(photo L. Gotti)
(photo L. Gotti)

Pour la première fois, des maisons de négoce de Bourgogne étaient collectivement présentes à Paris, la semaine dernière, pour une dégustation de leurs cuvées phares. L’occasion pour un peu plus de 25 producteurs, de tailles très variables, de rappeler leurs spécificités de vinificateur, d’éleveur mais aussi de propriétaire dans les plus prestigieuses appellations du vignoble.

Rendons donc à César ce qui lui appartient… Une certaine idée de la Bourgogne a été entretenue et développée par une profession qui reste méconnue : les négociants. Ils ont longtemps régné sans partage sur la destinée du vignoble. Le XIXe siècle est même leur âge d’or. Ils s’approvisionnaient auprès des viticulteurs de la côte, mettaient en bouteilles et surtout parcouraient le monde.

Aujourd’hui pourtant, la Bourgogne est incarnée dans l’imaginaire collectif par un vigneron cultivant amoureusement ses quelques hectares de vignes familiales.

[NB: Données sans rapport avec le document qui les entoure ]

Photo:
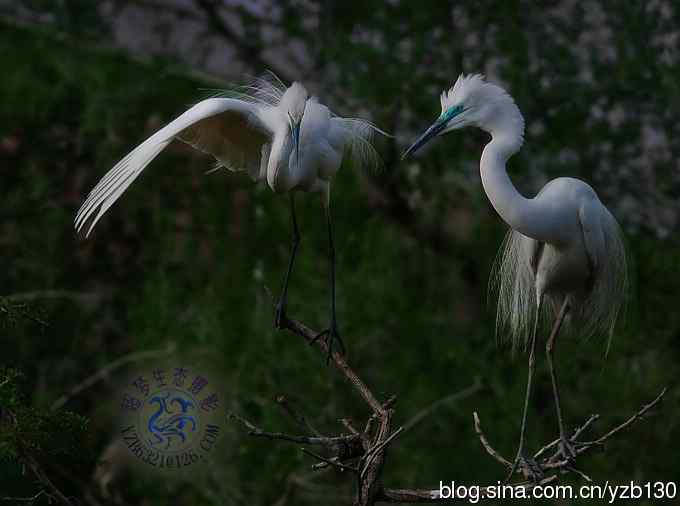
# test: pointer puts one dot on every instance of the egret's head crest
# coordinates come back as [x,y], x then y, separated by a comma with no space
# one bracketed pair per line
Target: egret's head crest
[294,100]
[472,101]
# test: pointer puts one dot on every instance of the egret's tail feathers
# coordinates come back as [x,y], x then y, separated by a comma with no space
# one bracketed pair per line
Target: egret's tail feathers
[608,298]
[116,181]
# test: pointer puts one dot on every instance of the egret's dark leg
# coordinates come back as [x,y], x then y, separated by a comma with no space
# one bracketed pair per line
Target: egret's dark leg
[566,447]
[331,333]
[280,313]
[527,464]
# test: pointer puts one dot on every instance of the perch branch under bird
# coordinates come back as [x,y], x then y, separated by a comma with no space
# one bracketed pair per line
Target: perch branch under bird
[549,460]
[360,451]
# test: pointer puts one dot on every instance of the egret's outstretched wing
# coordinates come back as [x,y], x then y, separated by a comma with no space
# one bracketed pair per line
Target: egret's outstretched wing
[355,136]
[231,130]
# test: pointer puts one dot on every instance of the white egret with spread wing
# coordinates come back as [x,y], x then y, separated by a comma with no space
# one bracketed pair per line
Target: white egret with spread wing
[564,257]
[277,134]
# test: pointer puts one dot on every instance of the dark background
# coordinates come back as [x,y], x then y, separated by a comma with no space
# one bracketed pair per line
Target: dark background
[191,259]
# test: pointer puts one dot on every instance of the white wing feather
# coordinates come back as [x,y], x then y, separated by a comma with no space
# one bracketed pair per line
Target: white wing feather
[233,131]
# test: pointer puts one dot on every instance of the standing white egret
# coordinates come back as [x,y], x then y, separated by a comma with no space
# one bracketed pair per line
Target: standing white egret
[564,255]
[277,134]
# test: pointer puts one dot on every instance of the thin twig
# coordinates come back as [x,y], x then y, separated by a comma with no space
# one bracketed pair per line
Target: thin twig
[339,361]
[300,419]
[329,462]
[255,431]
[485,443]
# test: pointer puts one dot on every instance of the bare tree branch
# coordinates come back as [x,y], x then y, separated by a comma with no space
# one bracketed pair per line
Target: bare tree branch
[556,462]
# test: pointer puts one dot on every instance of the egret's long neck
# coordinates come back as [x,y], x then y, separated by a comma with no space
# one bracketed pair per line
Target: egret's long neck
[507,136]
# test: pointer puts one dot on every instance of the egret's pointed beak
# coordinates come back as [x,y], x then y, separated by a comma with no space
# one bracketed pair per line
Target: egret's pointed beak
[429,134]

Un viticulteur, proche de la terre, mettant sa propre récolte en bouteille pour la vendre à une clientèle de fidèles habitués. Confrontée à la réalité, cette image d’Épinal mérite d’être largement amendée.

60% des vins de Bourgogne

La mise en bouteille à la propriété, par les vignerons, est un phénomène récent dans l’évolution de la région. Il faudrait attendre les années 1960-1970 pour voir vraiment les viticulteurs s’émanciper et vendre tout seuls. La réputation de la Bourgogne était déjà bien établie…

Aujourd’hui, le négoce bourguignon commercialise encore une majorité des vins de Bourgogne (environ 60%). Il s’approvisionne auprès des vignerons et des coopératives. Des achats sous forme de vins finis mais aussi, de plus en plus, en raisins ou en moûts (jus de raisin avant fermentation). La maison Albert Bichot, par exemple, vinifie elle-même la totalité de ses premiers et grands crus. La région a aussi vu émerger de petites structures comme celle de Philippe Pacalet qui vinifie l’équivalent d’un peu plus de 10 ha.

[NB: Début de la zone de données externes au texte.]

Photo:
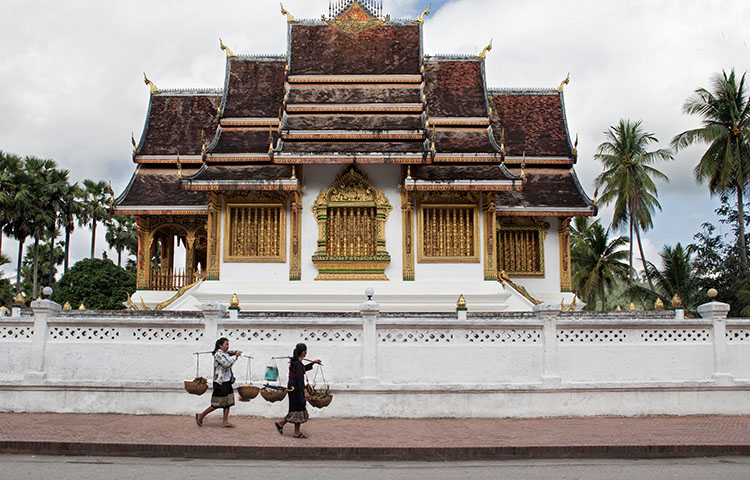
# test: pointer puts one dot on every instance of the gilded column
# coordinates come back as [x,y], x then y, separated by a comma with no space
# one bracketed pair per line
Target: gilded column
[212,230]
[563,239]
[144,253]
[490,235]
[295,270]
[407,211]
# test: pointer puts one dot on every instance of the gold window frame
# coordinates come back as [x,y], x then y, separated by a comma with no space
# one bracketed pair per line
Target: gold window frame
[541,230]
[280,258]
[423,258]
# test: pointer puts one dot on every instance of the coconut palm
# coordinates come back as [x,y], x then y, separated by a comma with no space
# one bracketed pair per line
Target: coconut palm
[96,206]
[677,276]
[725,114]
[600,263]
[628,180]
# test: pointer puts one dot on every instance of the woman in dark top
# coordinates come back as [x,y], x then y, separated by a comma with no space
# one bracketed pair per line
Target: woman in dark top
[297,404]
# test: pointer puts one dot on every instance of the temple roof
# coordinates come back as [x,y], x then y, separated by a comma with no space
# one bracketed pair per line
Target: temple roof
[154,190]
[533,123]
[178,121]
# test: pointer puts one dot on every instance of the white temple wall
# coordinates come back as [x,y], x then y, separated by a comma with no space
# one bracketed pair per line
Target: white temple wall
[406,365]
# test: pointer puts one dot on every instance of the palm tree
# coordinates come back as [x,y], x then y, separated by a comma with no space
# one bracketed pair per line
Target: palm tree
[122,234]
[95,206]
[726,129]
[678,276]
[628,180]
[600,263]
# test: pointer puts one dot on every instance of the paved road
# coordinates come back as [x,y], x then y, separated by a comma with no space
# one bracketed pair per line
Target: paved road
[116,468]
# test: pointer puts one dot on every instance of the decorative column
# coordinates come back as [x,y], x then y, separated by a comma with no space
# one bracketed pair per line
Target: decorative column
[490,233]
[212,232]
[144,253]
[295,269]
[548,313]
[717,313]
[563,239]
[407,230]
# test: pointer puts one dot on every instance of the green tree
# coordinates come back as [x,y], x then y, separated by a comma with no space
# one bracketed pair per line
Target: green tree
[725,128]
[677,276]
[600,262]
[628,181]
[98,284]
[96,203]
[122,234]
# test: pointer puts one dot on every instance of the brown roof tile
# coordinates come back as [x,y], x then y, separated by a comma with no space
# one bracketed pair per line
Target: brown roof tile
[534,123]
[255,87]
[177,122]
[455,88]
[387,49]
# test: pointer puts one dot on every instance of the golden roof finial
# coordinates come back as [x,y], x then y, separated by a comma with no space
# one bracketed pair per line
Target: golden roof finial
[420,18]
[284,11]
[225,48]
[486,49]
[461,303]
[676,301]
[563,83]
[149,83]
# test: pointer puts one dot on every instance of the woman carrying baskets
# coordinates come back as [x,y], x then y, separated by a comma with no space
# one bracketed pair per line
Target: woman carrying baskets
[297,392]
[223,395]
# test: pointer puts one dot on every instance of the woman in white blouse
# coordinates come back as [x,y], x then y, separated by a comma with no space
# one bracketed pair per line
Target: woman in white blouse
[223,395]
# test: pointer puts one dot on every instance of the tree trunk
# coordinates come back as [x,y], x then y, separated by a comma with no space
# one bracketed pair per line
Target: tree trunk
[93,236]
[36,266]
[741,229]
[18,268]
[643,259]
[51,279]
[67,249]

Mais le négoce bourguignon est aussi un important propriétaire terrien et cultive donc ses propres vignes. Exemples : les deux principaux propriétaires en Côte-d’Or ne sont autres que Louis Jadot (140 ha) et Bouchard Père et fils (130 ha). Ces maisons se sont donc fait d’ardentes promotrices des Climats bourguignons. Le Clos des Mouches de la Maison Drouhin, le Corton-Charlemagne de Louis Latour, Le Clos des Fèves de Chanson, etc.

La notion de négoce a aussi beaucoup évolué ces dernières années : pour répondre à une demande grandissante, beaucoup de vignerons ont élargi leurs gammes en faisant du négoce avec leurs collègues. Les frontières se sont largement distendues. Des réalités qu’un fin connaisseur de la Bourgogne ne peut plus ignorer…

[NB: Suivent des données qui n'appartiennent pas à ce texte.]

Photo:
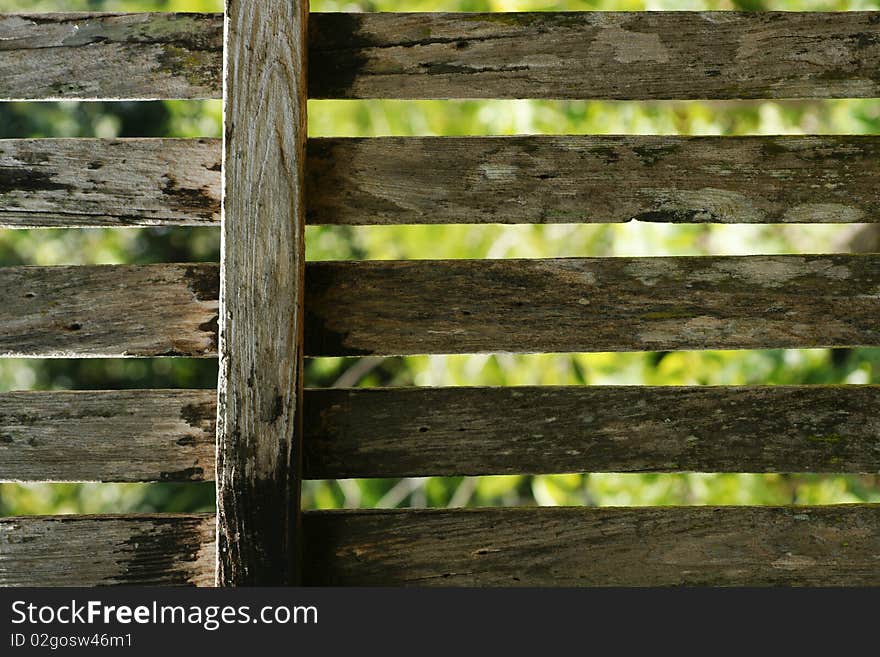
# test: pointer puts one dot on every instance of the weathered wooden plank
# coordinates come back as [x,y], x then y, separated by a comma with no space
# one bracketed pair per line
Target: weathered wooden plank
[631,55]
[628,55]
[135,550]
[656,546]
[415,432]
[110,56]
[103,182]
[92,182]
[107,435]
[591,304]
[109,310]
[168,435]
[572,179]
[260,386]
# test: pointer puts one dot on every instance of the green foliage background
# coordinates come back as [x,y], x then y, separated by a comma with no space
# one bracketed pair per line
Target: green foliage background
[371,118]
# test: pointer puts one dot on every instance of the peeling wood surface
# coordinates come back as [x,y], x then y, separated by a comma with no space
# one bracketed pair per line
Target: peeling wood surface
[591,304]
[626,55]
[93,56]
[168,435]
[416,432]
[109,310]
[107,435]
[103,182]
[399,180]
[572,179]
[132,550]
[453,306]
[658,546]
[260,385]
[655,546]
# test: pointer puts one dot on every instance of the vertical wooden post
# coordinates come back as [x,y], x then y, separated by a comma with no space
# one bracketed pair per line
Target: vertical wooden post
[262,264]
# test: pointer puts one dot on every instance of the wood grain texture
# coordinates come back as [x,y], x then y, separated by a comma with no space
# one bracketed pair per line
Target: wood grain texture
[260,384]
[591,304]
[628,55]
[108,435]
[631,55]
[573,179]
[93,56]
[656,546]
[389,180]
[136,550]
[109,311]
[103,182]
[416,432]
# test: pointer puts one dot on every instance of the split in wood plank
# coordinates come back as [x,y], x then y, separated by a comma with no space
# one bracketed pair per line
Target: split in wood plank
[132,550]
[109,182]
[591,304]
[654,546]
[591,55]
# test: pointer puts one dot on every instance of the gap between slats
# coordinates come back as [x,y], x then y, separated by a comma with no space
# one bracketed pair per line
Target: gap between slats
[460,306]
[599,55]
[168,435]
[436,180]
[659,546]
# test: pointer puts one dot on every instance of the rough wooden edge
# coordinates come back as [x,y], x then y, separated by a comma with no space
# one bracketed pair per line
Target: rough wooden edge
[57,183]
[595,55]
[571,546]
[130,550]
[418,432]
[564,305]
[593,179]
[110,56]
[262,272]
[107,435]
[115,311]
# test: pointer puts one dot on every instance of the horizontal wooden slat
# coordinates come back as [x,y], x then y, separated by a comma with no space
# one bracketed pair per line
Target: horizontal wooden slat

Les maisons présentes à Paris le 3 juin :
Albert Bichot, Bouchard Père & Fils, Chanson Père & Fils, Prosper Maufoux, Château de Santenay, Domaine des Perdrix, Edouard Delaunay, François Martenot, Henri de Villamont, Jean Claude Boisset, J. Moreau & Fils, Jean Luc et Paul Aegerter, Jean Marc Brocard, Jean-Philippe Marchand, Joseph Drouhin, Laroche, Louis Jadot, Louis Latour, Louis Moreau, Maison Champy, Patriarche Père et Fils, Philippe Pacalet, Roux Père et Fils, Seguin Manuel, William Fèvre.